Some of the other extraordinary buildings we have seen - which advise the context of the time - are: the turbine factory by Behrens in 1909 (artistic sucess in steel and glass construction and reshaping use); villa wiegand by behrens (so you know he was Mies' employer and a design bridge from schinkel to mies' emerging modern style); to Mendelsohn's einstein tower from 1921 (and amorphic telescope observatory set into a surprising landscape).

So one of the funnies was the discussion about what Frank Lloyd Wright was doing at the time of all this transition toward modernism - and we figured he was off with his mistress in europe. One of the wise cracks being "yes that is a new service being built into the standard architectural contract."

Monday, August 20, 2007

A good night sleep--thank god. Today was another whilrwind of 7 sites, some by Mies and some by a contemporary of Mies, Hans Scharoun.

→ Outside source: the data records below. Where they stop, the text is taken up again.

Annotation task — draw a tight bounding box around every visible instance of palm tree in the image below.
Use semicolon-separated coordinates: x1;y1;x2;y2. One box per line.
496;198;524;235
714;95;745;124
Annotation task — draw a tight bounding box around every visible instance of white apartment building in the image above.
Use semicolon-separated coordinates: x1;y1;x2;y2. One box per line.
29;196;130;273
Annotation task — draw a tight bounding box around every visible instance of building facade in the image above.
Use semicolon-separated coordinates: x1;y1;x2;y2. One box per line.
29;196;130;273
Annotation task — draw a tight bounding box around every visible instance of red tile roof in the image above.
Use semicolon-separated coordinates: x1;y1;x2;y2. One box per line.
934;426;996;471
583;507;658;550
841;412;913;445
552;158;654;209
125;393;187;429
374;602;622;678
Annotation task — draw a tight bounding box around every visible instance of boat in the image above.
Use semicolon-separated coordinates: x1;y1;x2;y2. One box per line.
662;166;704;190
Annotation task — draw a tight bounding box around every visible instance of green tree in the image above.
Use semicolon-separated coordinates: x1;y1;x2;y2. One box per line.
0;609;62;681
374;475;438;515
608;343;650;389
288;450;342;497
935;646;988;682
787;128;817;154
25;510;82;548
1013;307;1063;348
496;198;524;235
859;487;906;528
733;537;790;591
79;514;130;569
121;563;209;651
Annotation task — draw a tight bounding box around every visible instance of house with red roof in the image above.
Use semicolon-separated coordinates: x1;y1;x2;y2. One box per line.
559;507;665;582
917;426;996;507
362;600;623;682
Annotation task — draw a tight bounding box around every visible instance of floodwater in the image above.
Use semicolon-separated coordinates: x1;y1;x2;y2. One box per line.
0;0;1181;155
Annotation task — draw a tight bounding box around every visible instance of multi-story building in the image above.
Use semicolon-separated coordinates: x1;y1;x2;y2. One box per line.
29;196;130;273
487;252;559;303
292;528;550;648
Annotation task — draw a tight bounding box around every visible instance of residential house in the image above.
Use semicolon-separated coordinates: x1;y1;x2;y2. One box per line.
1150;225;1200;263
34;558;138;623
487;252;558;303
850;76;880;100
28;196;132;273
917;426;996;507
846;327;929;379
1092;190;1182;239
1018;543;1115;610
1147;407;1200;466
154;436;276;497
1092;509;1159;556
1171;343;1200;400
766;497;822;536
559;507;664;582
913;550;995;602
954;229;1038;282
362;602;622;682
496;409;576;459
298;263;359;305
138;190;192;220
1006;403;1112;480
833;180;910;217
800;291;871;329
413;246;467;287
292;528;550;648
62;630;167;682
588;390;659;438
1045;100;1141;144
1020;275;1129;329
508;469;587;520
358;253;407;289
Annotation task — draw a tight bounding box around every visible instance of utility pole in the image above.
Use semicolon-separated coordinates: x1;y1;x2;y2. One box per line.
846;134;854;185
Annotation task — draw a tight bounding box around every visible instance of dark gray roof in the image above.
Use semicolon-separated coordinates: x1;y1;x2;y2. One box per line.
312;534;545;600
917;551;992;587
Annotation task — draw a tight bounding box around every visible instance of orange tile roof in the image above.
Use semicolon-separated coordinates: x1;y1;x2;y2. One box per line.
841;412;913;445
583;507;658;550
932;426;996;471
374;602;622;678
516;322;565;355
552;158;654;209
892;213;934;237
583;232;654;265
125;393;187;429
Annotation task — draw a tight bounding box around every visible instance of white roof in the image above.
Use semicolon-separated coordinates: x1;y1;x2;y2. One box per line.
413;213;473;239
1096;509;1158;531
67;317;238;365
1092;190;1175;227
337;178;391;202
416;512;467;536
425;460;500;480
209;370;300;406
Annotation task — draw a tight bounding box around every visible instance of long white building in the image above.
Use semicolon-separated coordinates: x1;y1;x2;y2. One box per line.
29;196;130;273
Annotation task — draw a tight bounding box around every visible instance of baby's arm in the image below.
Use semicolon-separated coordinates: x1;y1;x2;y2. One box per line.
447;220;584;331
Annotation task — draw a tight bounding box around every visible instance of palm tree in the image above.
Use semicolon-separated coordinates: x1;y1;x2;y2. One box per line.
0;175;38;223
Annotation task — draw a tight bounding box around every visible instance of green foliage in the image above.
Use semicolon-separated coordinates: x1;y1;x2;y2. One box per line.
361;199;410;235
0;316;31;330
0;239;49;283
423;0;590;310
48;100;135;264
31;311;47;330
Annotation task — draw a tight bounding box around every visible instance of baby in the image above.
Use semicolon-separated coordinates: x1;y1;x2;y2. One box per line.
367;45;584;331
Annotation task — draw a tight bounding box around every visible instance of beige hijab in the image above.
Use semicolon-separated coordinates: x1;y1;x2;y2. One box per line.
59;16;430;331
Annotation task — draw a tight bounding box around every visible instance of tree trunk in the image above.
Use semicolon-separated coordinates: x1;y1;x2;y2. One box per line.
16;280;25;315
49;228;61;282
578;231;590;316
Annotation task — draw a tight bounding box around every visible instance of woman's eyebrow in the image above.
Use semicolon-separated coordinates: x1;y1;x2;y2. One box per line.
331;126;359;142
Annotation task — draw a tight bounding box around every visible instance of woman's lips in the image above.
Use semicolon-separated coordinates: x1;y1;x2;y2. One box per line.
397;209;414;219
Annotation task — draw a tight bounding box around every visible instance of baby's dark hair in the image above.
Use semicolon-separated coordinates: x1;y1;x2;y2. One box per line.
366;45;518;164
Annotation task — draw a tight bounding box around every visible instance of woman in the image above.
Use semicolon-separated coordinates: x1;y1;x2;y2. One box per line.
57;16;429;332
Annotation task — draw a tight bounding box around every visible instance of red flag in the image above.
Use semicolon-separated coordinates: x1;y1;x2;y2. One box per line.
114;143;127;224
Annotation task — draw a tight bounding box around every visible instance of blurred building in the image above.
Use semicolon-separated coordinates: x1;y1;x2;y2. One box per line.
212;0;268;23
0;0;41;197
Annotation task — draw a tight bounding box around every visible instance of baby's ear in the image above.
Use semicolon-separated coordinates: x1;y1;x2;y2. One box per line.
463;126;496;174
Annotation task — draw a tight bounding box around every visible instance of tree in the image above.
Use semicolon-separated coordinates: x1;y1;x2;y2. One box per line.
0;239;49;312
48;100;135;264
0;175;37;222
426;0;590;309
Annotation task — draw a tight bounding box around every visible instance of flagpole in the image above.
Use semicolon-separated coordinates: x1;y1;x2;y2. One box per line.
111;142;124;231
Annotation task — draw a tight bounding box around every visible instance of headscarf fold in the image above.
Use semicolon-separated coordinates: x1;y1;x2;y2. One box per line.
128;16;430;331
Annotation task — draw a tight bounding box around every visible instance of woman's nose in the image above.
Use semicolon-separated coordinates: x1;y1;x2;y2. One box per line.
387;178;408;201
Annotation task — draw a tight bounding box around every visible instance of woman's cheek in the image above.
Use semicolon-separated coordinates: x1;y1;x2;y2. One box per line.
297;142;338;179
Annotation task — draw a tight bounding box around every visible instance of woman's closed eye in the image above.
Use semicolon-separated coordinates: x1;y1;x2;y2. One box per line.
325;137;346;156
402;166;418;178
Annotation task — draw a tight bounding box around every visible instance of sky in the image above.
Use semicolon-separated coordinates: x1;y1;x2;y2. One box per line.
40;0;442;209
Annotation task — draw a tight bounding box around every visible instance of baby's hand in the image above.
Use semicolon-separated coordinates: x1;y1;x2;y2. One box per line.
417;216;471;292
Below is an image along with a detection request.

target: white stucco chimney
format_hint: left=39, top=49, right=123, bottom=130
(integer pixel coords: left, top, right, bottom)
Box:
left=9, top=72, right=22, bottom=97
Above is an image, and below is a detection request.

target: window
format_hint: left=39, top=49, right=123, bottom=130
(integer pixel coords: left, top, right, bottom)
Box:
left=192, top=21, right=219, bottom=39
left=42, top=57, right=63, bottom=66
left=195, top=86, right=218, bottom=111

Thinking about how this modernist travel blog was born, out of the desire to connect classic sites with young, computer arm-chair travellers, I realize that one might learn about both sides of the modern spectrum today. Mies, who is technical, minimalist and a master of simplicity; and Scharoun who organizes design from the inside out and organically.

Mies:
Afrikinische Strasse housing complex (1925-27) Mies is 31 / Haus Lemke (1932) Mies is 38 / Neue Nationalgalarie (1968) Mies is 76

The first - a housing project is the first project where Mies realizes that he can really begin to interpret his new vision of modernism. The result is a simple execution of affordable housing. The second was a family home created on a small budget - 1400sf of beauty and modernism extending into nature. The third is the nations art gallery and a technical feat in engineering.
(Photos forthcoming)

Scharoun:
Philharmonie (1960-63) / Private home (1932)

The Philharmonie is the nation's philharmonic concert hall and is located next to Mies Neue Nationalgallerie. Frank Gehry stated it was his inspiration for the Disney Concert Hall in LA. It is organized from the outside in, focusing on circling the audience around the orchestra and establishing pitches to create the appropriate acoustical pitches.

The private home - simple on the outside - unfolds to reveal an organic interior with crazy amazing details. From hand crafted built-in spice racks, to ceiling lights out of reverse arm lamps, swooping bannisters and flwright like built-in furniture. Outside modern, inside fiesta.

For our arm-chair travellers - like all of these sites, it can hadly be captured in pictures. And how we access technical feats such as Neue Gallery or the details of Scharoun's private home can only be by memory.